That last one is what I’ve been thinking about this week, as I’ve been reporting on a new survey of methane leaks from oil and gas operations in the US. (Yes, there are more emissions than we thought there were—get the details in my story here.) But what I find even more interesting than the consistent underestimation of methane is why this gas is so tricky to track down. 

Methane is the second most abundant greenhouse gas in the atmosphere, and it’s responsible for around 30% of global warming so far. The good news is that methane breaks down quickly in the atmosphere. The bad news is that while it’s floating around, it’s a super-powerful greenhouse gas, way more potent than carbon dioxide. (Just how much more potent is a complicated question that depends on what time scale you’re talking about—read more in this Q&A.)

The problem is, it’s difficult to figure out where all this methane is coming from. We can measure the total concentration in the atmosphere, but there are methane emissions from human activities, there are natural methane sources, and there are ecosystems that soak up a portion of all those emissions (these are called methane sinks). 

Narrowing down specific sources can be a challenge, especially in the oil and gas industry, which is responsible for a huge range of methane leaks. Some are small and come from old equipment in remote areas. Other sources are larger, spewing huge amounts of the greenhouse gas into the atmosphere but only for short times. 

A lot of stories about tracking methane have been in the news recently, mostly because of a methane-hunting satellite launched earlier this month. It’s designed to track down methane using tools called spectrometers, which measure how light is reflected and absorbed. 

This is just one of a growing number of satellites that are keeping an eye on the planet for methane emissions. Some take a wide view, spotting which regions have high emissions.
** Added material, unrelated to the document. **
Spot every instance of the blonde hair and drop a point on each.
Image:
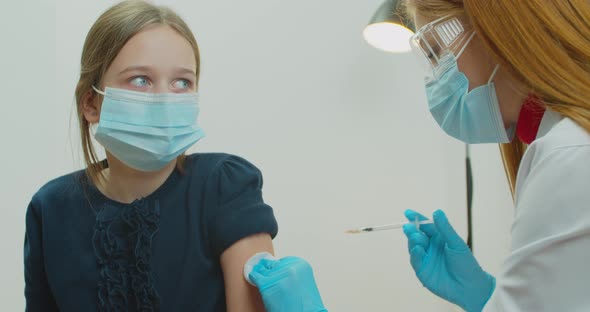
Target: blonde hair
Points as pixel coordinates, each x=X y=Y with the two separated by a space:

Other satellites are hunting for specific sources and can see within a few dozen meters where a leak is coming from. (If you want to read more about why there are so many methane satellites, I recommend this story from Emily Pontecorvo at Heatmap.)
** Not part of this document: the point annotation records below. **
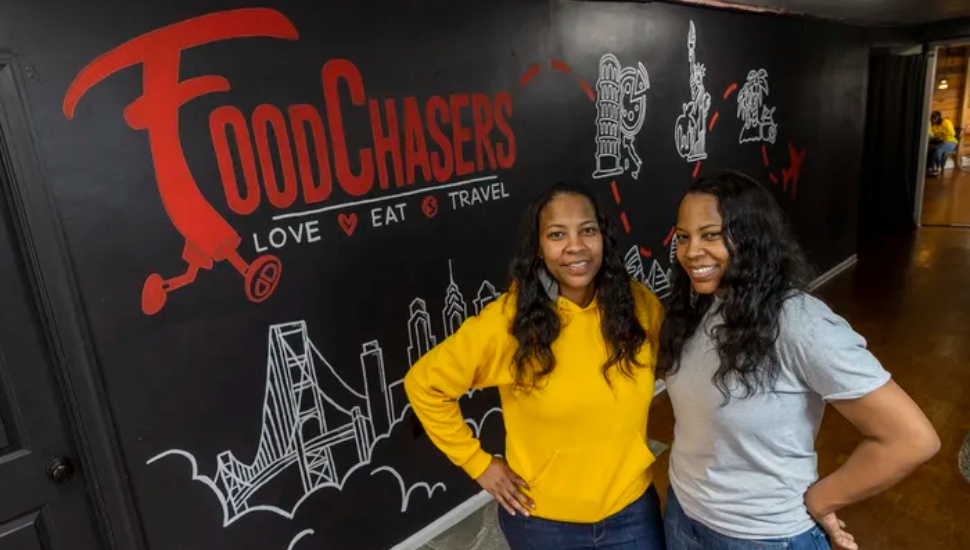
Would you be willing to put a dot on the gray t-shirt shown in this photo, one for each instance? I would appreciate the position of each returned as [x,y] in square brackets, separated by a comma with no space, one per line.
[742,469]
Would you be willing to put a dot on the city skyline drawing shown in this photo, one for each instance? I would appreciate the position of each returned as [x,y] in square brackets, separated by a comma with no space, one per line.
[319,426]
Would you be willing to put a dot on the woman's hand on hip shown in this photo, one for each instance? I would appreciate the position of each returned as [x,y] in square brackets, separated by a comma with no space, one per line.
[506,487]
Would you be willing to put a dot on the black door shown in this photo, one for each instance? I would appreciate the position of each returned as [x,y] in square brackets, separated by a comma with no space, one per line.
[43,501]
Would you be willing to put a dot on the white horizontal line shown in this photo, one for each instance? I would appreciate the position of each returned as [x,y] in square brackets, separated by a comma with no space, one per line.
[381,199]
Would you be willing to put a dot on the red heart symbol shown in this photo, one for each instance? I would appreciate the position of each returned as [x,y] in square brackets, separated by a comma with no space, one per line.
[429,206]
[348,222]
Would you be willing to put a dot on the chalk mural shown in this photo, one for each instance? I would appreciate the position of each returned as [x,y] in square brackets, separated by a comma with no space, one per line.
[657,279]
[690,129]
[317,423]
[758,118]
[428,154]
[299,536]
[621,110]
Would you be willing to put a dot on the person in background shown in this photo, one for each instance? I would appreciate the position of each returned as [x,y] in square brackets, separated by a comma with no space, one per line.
[571,347]
[750,360]
[943,140]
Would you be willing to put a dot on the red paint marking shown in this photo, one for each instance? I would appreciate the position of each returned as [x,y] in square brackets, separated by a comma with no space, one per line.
[792,173]
[717,115]
[533,70]
[429,206]
[347,222]
[669,236]
[586,88]
[208,236]
[560,66]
But methane tracking isn’t just a space game. In a new study published in Nature, researchers used nearly a million measurements taken from airplanes flown over oil- and gas-producing regions to estimate total emissions. 

The results are pretty staggering: researchers found that, on average, roughly 3% of oil and gas production at the sites they examined winds up as methane emissions. That’s about three times the official government estimates used by the US Environmental Protection Agency. 

I spoke with one of the authors of the study, Evan Sherwin, who completed the research as a postdoc at Stanford. He compared the challenge of understanding methane leaks to the parable of the blind men and the elephant: there are many pieces of the puzzle (satellites, planes, ground-based detection), and getting the complete story requires fitting them all together. 

“I think we’re really starting to see an elephant,” Sherwin told me. 

That picture will continue to get clearer as MethaneSAT and other surveillance satellites come online and researchers get to sift through the data. And that understanding will be crucial as governments around the world race to keep promises about slashing methane emissions. 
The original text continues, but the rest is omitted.